Il finanziamento pubblico ai partiti


In questi termini in verità è stato formalmente abolito dato l’esito netto del referendum abrogativo tenutosi dopo la bufera di Tangentopoli. Cacciato dalla porta è rientrato dalla finestra, secondo la peggior logica del nostro Parlamento, sotto forma di rimborso o contributo spese che dir si voglia.
A me Pierluigi Bersani non deve spiegare che potrebbe essere un fondamentale principio di democrazia il sostegno economico ai partiti. L’ho studiato, l’ho capito, ci ho creduto. Ma la cattiva prova che i partiti hanno dato per decenni lo ha letteralmente travolto.

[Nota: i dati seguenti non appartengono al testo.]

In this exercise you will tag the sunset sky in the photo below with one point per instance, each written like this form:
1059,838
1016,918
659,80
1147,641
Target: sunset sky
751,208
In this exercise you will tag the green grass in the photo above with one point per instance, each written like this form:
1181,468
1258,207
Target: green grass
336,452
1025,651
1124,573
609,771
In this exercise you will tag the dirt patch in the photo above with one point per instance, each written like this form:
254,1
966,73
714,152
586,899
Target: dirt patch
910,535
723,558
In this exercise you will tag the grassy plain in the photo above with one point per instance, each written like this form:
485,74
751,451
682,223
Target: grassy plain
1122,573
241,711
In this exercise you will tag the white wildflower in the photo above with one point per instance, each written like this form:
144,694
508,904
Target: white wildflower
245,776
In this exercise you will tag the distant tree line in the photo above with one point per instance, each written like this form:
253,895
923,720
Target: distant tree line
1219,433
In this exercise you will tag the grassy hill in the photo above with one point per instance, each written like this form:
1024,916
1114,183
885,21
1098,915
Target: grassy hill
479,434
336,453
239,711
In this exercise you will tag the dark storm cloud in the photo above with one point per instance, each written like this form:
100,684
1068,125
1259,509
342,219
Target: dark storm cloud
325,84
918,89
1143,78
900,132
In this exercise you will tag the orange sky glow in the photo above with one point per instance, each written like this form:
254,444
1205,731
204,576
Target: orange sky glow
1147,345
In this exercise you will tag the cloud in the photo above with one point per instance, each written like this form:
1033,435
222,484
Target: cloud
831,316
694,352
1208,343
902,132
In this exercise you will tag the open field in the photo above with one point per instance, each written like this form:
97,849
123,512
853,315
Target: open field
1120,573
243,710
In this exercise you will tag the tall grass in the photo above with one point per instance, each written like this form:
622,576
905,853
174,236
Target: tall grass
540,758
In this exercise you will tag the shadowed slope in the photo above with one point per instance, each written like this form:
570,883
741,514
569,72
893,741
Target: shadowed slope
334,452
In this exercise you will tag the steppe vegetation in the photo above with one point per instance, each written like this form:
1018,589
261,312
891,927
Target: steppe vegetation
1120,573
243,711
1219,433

Adesso è assurdo sentirgli ricordare che la politica non deve essere in mano alle lobbies che foraggiano e che i soldi pubblici sono garanzia di libertà di esercizio politico soprattutto per i partiti piccoli o che non hanno capitali(sti) alle spalle. Non è momento, è fuori tempo. La gente è semplicemente disgustata.
E comunque, parliamoci chiaro, la necessità si è fatta sentire con forza per un paio di ragioni da valutare con attenzione. La prima è che il tesseramento in vorticosa picchiata non assicurava più fondi e questa era già la dimostrazione forte e indiscutibile di una disaffezione spaventosa per il sistema partiti. La seconda è che la “struttura” partito si è fatta sempre più ingombrante e pretenziosa, appesantita da portaborse, zecche varie, sedi pompose e occasioni di “rappresentanza” a base di lussi spesso debosciati.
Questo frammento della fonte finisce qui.